A: For Stage 1, the measure is as follows: “More than 30 percent of all unique patients with at least one medication in their medication list seen by the eligible professional (EP) have at least one medication order entered using CPOE.” The Stage 2 measure is more expansive: “More than 60 percent of medication, 30 percent of laboratory, and 30 percent of radiology orders created by the EP during the EHR reporting period are recorded using CPOE.”

Q: Are there exclusions for these measures?

A: Yes. The Stage 1 exclusion is any EP who writes fewer than 100 prescriptions during the EHR reporting period. Under Stage 2, the exclusion is any EP who writes fewer than 100 medication, radiology, or laboratory orders during the EHR reporting period.

6 thoughts on “Q and A: Eligible Professionals and Core Objectives, Part 2 (Post 3 of 5)”

  1. Does a medical assistant need additional credentials to qualify for CPOE other than the direct guidance of the physician/Nurse practitioner?

    1. Thank you for your question. The CMS rule states that only credentialed medical assistants are permitted to enter orders into the EHR (as directed by the overseeing provider) for purposes of having such use count toward fulfillment of the meaningful use Core Objective. According to CMS credentialed means taking and passing a test given by an entity other than the medical assistant’s employer.

      Sent from my iPhone

  2. I am a CNO of a small CMS certified home care company in Iowa. I am considering adding a CMA to my staff. I am looking for regulations pertaining to this and not having much luck. Could you help me out?

    1. Thank you for your question. I am happy to help.

      Medical assistants do not work in home health settings as medical assistants per se. In other words, a medical assistants–even if a graduate of a CAAHEP or ABHES accredited medical assisting and a CMA (AAMA)–must meet the state requirements (which vary from state to state) for home health aides.

      I hope this is helpful, at least as a starting point. Feel free to e-mail me at so we can have further e-mail dialogue.
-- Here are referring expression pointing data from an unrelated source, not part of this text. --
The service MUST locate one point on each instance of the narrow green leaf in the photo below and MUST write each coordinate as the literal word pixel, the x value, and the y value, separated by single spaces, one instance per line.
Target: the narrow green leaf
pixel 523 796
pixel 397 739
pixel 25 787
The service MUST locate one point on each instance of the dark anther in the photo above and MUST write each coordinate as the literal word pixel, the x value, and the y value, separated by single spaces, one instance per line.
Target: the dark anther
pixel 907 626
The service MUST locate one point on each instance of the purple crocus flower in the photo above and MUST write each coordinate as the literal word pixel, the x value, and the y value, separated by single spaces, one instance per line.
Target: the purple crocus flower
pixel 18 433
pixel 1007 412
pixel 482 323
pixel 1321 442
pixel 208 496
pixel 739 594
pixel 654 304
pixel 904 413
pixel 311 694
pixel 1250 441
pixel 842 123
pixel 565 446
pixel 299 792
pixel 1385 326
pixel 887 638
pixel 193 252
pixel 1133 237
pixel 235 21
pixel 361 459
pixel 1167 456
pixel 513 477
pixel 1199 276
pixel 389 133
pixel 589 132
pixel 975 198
      Donald A. Balasa, JD, MBA
      Executive Director, Legal Counsel

      American Association of Medical Assistants
      Ph: 800/228-2262 | Fax: 312/899-1259 |

      Visit us on Facebook!

      The CMA (AAMA): Health Care’s Most Versatile Professional

  3. I work for the largest non profit provider in southwestern Virginia and was informed today that as a CMA (AAMA) I can no longer enter any electronic orders. I was told that only a licensed nurse, physicians assistant, or physician can do so. I was told this is because “insurance companies are refusing to pay for these services when ordered by CMA” . I was told this is no reflection of my skill, ability, or due to any error or shortcoming.

    I believe wholeheartedly that if this were a breaking issue, the AAMA would have informed members, as they are excellent at communicating vital issues such as this.

    When I have done research, I plan to discuss with human resources, which requires certification for my position. I feel this is disrespectful of my education, skill, training, performance to date, and to expect us to maintain credentialing and not trust us to use it is demeaning.